Finding $\lim_{x \to \infty} x(\ln(1+x) - \ln(x))$ without l'Hopital

Question

I solved the limit

$$\lim_{x \to \infty} x(\ln(1+x) - \ln(x))$$

by writing it as $\lim_{x \to \infty} \frac{\ln(\frac{1+x}{x})}{\frac{1}{x}}$ and applying l'Hopital rule but is it possible to solve it without using l'Hopital rule?

Answer 1

\begin{align*} x(\ln(1+x)-\ln(x))=x\ln\left(1+\dfrac{1}{x}\right)=\ln\left(1+\dfrac{1}{x}\right)^{x}\rightarrow\ln e=1, \end{align*} if you accept that $\left(1+\dfrac{1}{x}\right)^{x}\rightarrow e$ as $x\rightarrow\infty$.

Answer 2

By MVT there is $c \in [x,x+1]$ such as $\ln(1+x)-\ln(x)=1/c$ so $x(\ln(1+x)-\ln(x))=x/c$

$c \in [x, x+1]$ therefore $x/c \in [x/(x+1), 1]$.
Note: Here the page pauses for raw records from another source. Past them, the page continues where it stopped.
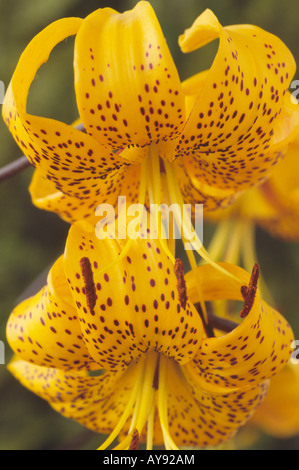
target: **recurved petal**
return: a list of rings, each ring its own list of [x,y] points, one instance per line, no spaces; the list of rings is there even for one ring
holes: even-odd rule
[[[289,241],[299,239],[299,145],[289,145],[285,157],[261,185],[241,195],[227,210],[210,212],[211,221],[225,217],[245,219],[260,225],[272,236]]]
[[[14,139],[30,162],[57,190],[88,199],[97,193],[99,175],[124,164],[86,132],[26,112],[30,85],[52,49],[77,33],[82,20],[66,18],[50,24],[24,50],[7,89],[2,113]]]
[[[124,240],[70,229],[65,272],[88,350],[108,370],[126,368],[151,349],[185,363],[200,347],[200,318],[192,305],[183,305],[160,244],[129,243],[119,257]]]
[[[251,25],[223,28],[210,10],[179,43],[189,52],[215,38],[210,70],[185,87],[197,96],[176,152],[193,178],[241,190],[267,176],[298,132],[298,106],[287,92],[295,62],[277,37]]]
[[[263,400],[267,383],[213,392],[194,382],[188,365],[168,367],[169,431],[179,446],[216,446],[231,438]]]
[[[220,263],[240,279],[240,284],[212,266],[205,265],[186,275],[190,299],[199,301],[196,283],[205,301],[243,300],[241,285],[248,286],[243,269]],[[239,388],[261,383],[276,375],[292,354],[293,333],[288,322],[263,302],[257,289],[249,313],[233,331],[207,338],[186,368],[206,390]]]
[[[76,37],[74,68],[80,116],[102,145],[144,146],[181,131],[181,83],[148,2],[89,15]]]
[[[175,162],[177,182],[186,204],[203,204],[204,213],[221,211],[232,204],[238,196],[236,191],[211,186],[189,172],[185,158],[178,158]]]
[[[63,371],[37,366],[15,358],[8,365],[23,386],[39,395],[63,416],[93,431],[111,432],[124,411],[134,384],[135,368],[125,374],[103,371]]]
[[[96,209],[100,204],[108,204],[117,214],[118,196],[127,198],[128,202],[138,202],[140,165],[130,165],[107,173],[105,178],[94,181],[94,192],[88,199],[68,196],[58,191],[55,184],[36,169],[29,192],[33,204],[43,210],[55,212],[69,223],[86,221],[94,230],[99,221]]]
[[[7,339],[18,356],[33,364],[60,369],[99,368],[84,344],[62,257],[51,268],[47,285],[13,310]]]

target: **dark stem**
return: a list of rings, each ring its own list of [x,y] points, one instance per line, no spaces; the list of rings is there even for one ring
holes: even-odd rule
[[[208,338],[214,338],[215,332],[214,328],[216,330],[224,331],[225,333],[230,333],[233,331],[237,326],[238,323],[234,322],[232,320],[228,320],[227,318],[221,318],[217,317],[213,313],[209,312],[207,310],[207,320],[205,319],[205,316],[203,314],[202,308],[200,304],[195,304],[195,308],[199,313],[199,316],[201,318],[201,321],[203,323],[203,327],[205,329],[206,335]]]
[[[31,166],[30,161],[23,155],[22,157],[18,158],[14,162],[9,163],[8,165],[3,166],[0,168],[0,183],[12,176],[17,175],[21,171],[25,170]]]
[[[239,325],[237,322],[227,320],[227,318],[217,317],[213,315],[213,313],[208,313],[208,320],[213,328],[224,331],[225,333],[230,333]]]
[[[201,318],[201,321],[202,321],[202,324],[203,324],[203,327],[205,329],[207,337],[208,338],[215,338],[215,333],[214,333],[214,330],[213,330],[213,326],[210,323],[209,315],[208,315],[208,322],[206,322],[206,319],[205,319],[205,316],[203,314],[201,305],[197,304],[197,305],[195,305],[195,307],[196,307],[196,310],[199,313],[199,316]]]
[[[75,126],[75,128],[81,132],[86,133],[86,130],[82,123]],[[25,157],[25,155],[22,155],[22,157],[18,158],[17,160],[11,163],[8,163],[8,165],[5,165],[2,168],[0,168],[0,183],[2,181],[7,180],[8,178],[11,178],[12,176],[17,175],[18,173],[25,170],[29,166],[31,166],[31,163],[27,159],[27,157]]]

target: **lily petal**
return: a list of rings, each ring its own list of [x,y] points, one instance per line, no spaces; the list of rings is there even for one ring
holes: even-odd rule
[[[65,272],[90,354],[107,370],[151,349],[185,363],[200,347],[199,315],[181,305],[173,264],[156,240],[131,241],[119,257],[122,240],[70,229]]]
[[[287,93],[295,61],[277,37],[251,25],[223,28],[210,10],[179,44],[190,52],[215,38],[218,53],[199,80],[176,152],[187,155],[193,178],[240,191],[265,178],[298,132],[298,107]]]
[[[90,199],[82,199],[67,196],[58,191],[55,184],[45,178],[39,169],[36,169],[29,186],[29,192],[36,207],[55,212],[69,223],[81,224],[84,220],[94,230],[99,220],[95,215],[98,205],[109,204],[115,208],[117,214],[119,195],[125,196],[130,203],[138,201],[139,182],[140,165],[131,165],[110,171],[105,179],[98,180],[97,194]]]
[[[74,67],[80,116],[102,145],[144,146],[181,131],[180,79],[148,2],[123,14],[90,14],[76,37]]]
[[[238,197],[238,193],[231,189],[221,189],[204,183],[189,172],[185,158],[178,158],[175,163],[175,172],[181,193],[186,204],[203,204],[205,212],[230,206]]]
[[[186,377],[188,380],[186,380]],[[178,445],[216,446],[233,437],[253,414],[267,383],[239,390],[207,391],[191,381],[190,370],[169,364],[169,429]]]
[[[61,369],[98,369],[84,344],[76,307],[63,275],[63,259],[52,267],[48,284],[11,313],[7,339],[22,359]]]
[[[118,422],[134,384],[132,367],[125,374],[65,372],[15,358],[8,366],[23,386],[47,400],[54,410],[96,432],[109,433]]]
[[[250,276],[242,268],[220,263],[227,271],[249,284]],[[186,275],[189,297],[198,302],[195,283],[206,301],[243,300],[236,281],[205,265]],[[192,363],[186,366],[203,388],[239,388],[261,383],[277,374],[289,361],[293,333],[276,310],[261,301],[257,289],[248,315],[233,331],[203,340]]]
[[[100,175],[124,160],[107,151],[86,132],[54,119],[26,112],[30,85],[52,49],[78,32],[82,20],[58,20],[41,31],[20,57],[7,89],[2,113],[14,139],[34,166],[64,194],[88,199],[98,193]]]

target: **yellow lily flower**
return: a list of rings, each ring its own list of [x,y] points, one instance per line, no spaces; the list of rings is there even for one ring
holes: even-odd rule
[[[120,258],[123,243],[71,227],[47,285],[9,318],[9,369],[62,415],[109,434],[101,449],[118,436],[116,449],[217,445],[289,360],[292,330],[261,300],[256,271],[224,263],[184,277],[159,241],[134,240]],[[196,305],[244,294],[240,325],[206,334]]]
[[[82,130],[26,111],[38,68],[71,35]],[[294,59],[277,37],[251,25],[222,27],[210,10],[179,45],[191,52],[214,39],[210,70],[182,84],[147,2],[123,14],[104,8],[61,19],[40,32],[3,105],[10,132],[38,168],[34,203],[74,222],[92,217],[99,202],[115,204],[119,194],[140,200],[145,185],[159,202],[166,172],[172,201],[212,210],[264,180],[298,130],[287,92]]]
[[[274,237],[298,241],[298,158],[297,137],[264,183],[245,191],[230,207],[207,213],[206,220],[258,225]]]

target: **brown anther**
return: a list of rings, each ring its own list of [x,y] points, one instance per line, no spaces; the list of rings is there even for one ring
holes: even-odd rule
[[[255,264],[252,269],[249,285],[241,287],[241,294],[244,299],[244,305],[240,313],[241,318],[247,317],[248,313],[250,312],[253,306],[259,275],[260,275],[259,265]]]
[[[94,315],[94,307],[97,301],[96,288],[93,280],[93,272],[90,264],[90,260],[87,257],[80,259],[81,272],[85,284],[85,295],[87,306],[90,313]]]
[[[138,450],[138,446],[139,446],[139,432],[135,428],[134,431],[132,432],[132,440],[131,440],[129,450]]]
[[[187,303],[187,288],[184,278],[184,264],[180,258],[175,260],[174,272],[177,278],[177,289],[179,293],[179,302],[181,307],[185,310]]]
[[[241,286],[241,294],[242,294],[243,300],[246,299],[247,292],[248,292],[248,287],[247,286]]]

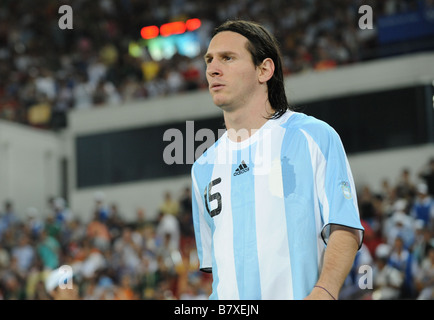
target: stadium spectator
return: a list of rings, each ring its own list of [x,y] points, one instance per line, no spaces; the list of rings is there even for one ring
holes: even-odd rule
[[[374,300],[394,300],[400,297],[400,291],[404,282],[402,273],[388,263],[391,248],[387,244],[381,244],[375,250],[374,265]]]
[[[140,233],[130,227],[122,230],[122,235],[113,243],[113,253],[119,259],[120,268],[118,275],[131,274],[137,270],[140,264],[140,255],[143,247],[143,239]]]
[[[22,273],[27,273],[36,255],[27,234],[23,234],[20,237],[18,245],[12,249],[11,253],[12,259],[16,260],[18,270]]]
[[[314,69],[316,71],[324,71],[336,68],[337,62],[331,57],[328,50],[322,47],[317,47],[315,53],[316,62],[314,64]]]
[[[418,265],[428,257],[428,251],[431,247],[434,247],[433,233],[428,228],[420,227],[419,230],[415,230],[416,240],[412,248],[414,258]]]
[[[18,222],[13,203],[9,200],[5,201],[4,210],[0,212],[0,239],[6,230],[14,227]]]
[[[426,183],[428,194],[434,197],[434,158],[431,158],[426,167],[421,170],[419,177]]]
[[[397,238],[403,242],[405,248],[410,248],[414,242],[414,220],[402,211],[396,211],[387,219],[385,224],[385,238],[389,245],[394,246]]]
[[[405,247],[405,242],[400,236],[395,238],[388,263],[403,275],[399,298],[414,299],[416,294],[414,277],[418,272],[418,266],[412,252]]]
[[[136,230],[138,225],[143,221],[143,218],[138,214],[136,224]],[[110,205],[110,212],[105,223],[107,225],[108,231],[110,233],[110,239],[116,239],[122,234],[122,229],[125,227],[125,221],[122,218],[122,213],[119,212],[118,205],[112,203]]]
[[[76,110],[88,109],[92,107],[92,85],[88,81],[87,74],[77,72],[75,85],[72,89],[73,108]]]
[[[423,221],[423,226],[430,228],[434,226],[434,200],[428,194],[428,187],[421,183],[417,186],[417,196],[410,211],[415,220]]]
[[[172,193],[166,191],[164,194],[163,203],[160,205],[160,211],[163,214],[171,214],[177,216],[179,213],[179,202],[172,197]]]
[[[92,246],[90,242],[84,243],[82,259],[82,261],[76,262],[71,267],[73,267],[75,273],[82,277],[84,282],[98,278],[109,264],[101,250]]]
[[[160,212],[155,235],[160,244],[167,244],[171,250],[178,250],[181,241],[178,218],[173,214]]]
[[[60,266],[60,249],[60,243],[57,240],[56,234],[50,235],[46,230],[43,230],[36,250],[44,268],[55,269]]]
[[[44,221],[40,217],[38,209],[34,207],[27,208],[26,213],[27,219],[24,221],[24,225],[29,230],[30,239],[36,240],[44,229]]]
[[[124,274],[121,277],[120,286],[116,290],[116,300],[137,300],[137,294],[133,288],[131,276]]]
[[[110,215],[110,210],[106,203],[106,195],[102,191],[96,191],[94,193],[95,201],[95,214],[102,221],[106,222]]]
[[[434,300],[434,244],[430,246],[427,257],[421,263],[416,284],[418,300]]]
[[[410,170],[404,168],[399,177],[398,183],[396,185],[397,197],[401,199],[406,199],[409,204],[409,199],[416,195],[416,185],[411,180]]]
[[[87,226],[86,235],[96,248],[104,251],[109,247],[111,241],[110,231],[98,211],[94,212],[94,218]]]

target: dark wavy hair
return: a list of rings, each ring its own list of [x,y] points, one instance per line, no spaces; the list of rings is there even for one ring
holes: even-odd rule
[[[282,57],[276,38],[263,26],[253,21],[228,20],[214,29],[213,37],[223,31],[232,31],[246,37],[247,50],[252,55],[255,66],[270,58],[274,62],[273,76],[268,80],[268,100],[275,111],[269,119],[280,118],[288,109],[292,109],[285,93]]]

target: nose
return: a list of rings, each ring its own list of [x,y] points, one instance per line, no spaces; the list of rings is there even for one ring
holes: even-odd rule
[[[210,77],[218,77],[222,75],[222,71],[215,60],[208,63],[206,67],[206,74]]]

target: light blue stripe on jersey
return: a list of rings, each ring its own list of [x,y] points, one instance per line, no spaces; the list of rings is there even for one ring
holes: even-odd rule
[[[315,211],[315,201],[306,195],[313,194],[313,181],[310,152],[306,139],[300,131],[286,130],[282,144],[282,175],[285,199],[286,222],[288,229],[288,247],[292,271],[293,299],[306,297],[318,277],[318,245],[322,240],[319,235],[320,223]]]
[[[213,224],[212,229],[212,233],[214,234],[214,230],[215,230],[215,225]],[[212,251],[212,270],[213,270],[213,281],[212,281],[212,293],[209,296],[210,300],[218,300],[218,285],[219,285],[219,276],[218,276],[218,269],[217,269],[217,264],[216,264],[216,259],[214,257],[214,243],[211,245],[211,251]],[[216,272],[214,272],[214,270]]]
[[[256,144],[255,144],[256,145]],[[250,146],[250,157],[255,154],[255,145]],[[259,264],[256,242],[255,221],[255,190],[253,161],[244,159],[246,152],[232,151],[232,173],[236,172],[240,163],[245,161],[250,172],[231,176],[231,203],[234,226],[234,255],[238,292],[241,299],[261,299],[261,285],[259,282]]]
[[[209,149],[204,155],[214,153],[215,149]],[[200,174],[195,174],[192,167],[192,213],[193,224],[195,230],[195,240],[198,258],[201,269],[217,271],[216,259],[214,257],[214,243],[212,235],[215,231],[215,224],[211,216],[204,207],[204,190],[199,186],[207,186],[211,181],[214,164],[212,162],[204,162],[199,167]],[[212,295],[210,299],[218,299],[217,287],[219,284],[218,273],[213,272]]]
So by the squeeze theorem lim is $1$.

Answer 3

$$\log(x+1)-\log(x)=\log\left(\frac{x+1}{x}\right)=\log\left(1+\frac{1}{x}\right)$$ We know that $\log(1+t)=t-\frac{t^2}{2}+\frac{t^3}{3}+O(t^4)$ (for $t \in (-1,1)$); substituting $t=\frac{1}{x}$ we get: $\log\left(1+\frac{1}{x}\right)=\frac{1}{x}-\frac{1}{2} \frac{1}{x^2}+\frac{1}{3} \frac{1}{x^3}+O\left(\frac{1}{x^4}\right)$, so: $$x(\log(x+1)-\log(x))=x\left(\frac{1}{x}-\frac{1}{2} \frac{1}{x^2}+\frac{1}{3} \frac{1}{x^3}+O\left(\frac{1}{x^4}\right)\right)$$ $$x(\log(x+1)-\log(x))=1-\frac{1}{2} \frac{1}{x}+\frac{1}{3} \frac{1}{x^2}+O\left(\frac{1}{x^3}\right) \to 1$$

Answer 4

Using your second form we can substitute $u=1/x$ such that

$$\lim_{u\to +0}\dfrac{\ln(1+u)}{u}= \lim_{u\to +0}\dfrac{\ln(1+u)-\ln 1}{u-0}.$$

Hence, it is possible to evaluate the limit as the derivative of $\ln(1+u)$ at $u=+0$.

Answer 5

$\lim_{x \to \infty} x(\ln(1+x) - \ln(x)) $

$f(x) =x(\ln(1+x) - \ln(x)) =x\int_x^{1+x} \dfrac{dt}{t} $ so $f(x) < x\dfrac1{x} =1 $ (since $t > x$) and $f(x) > x\dfrac1{x+1} =1-\dfrac1{x+1} $ (since $t < x+1$) so $\lim_{x \to \infty} f(x) = 1 $.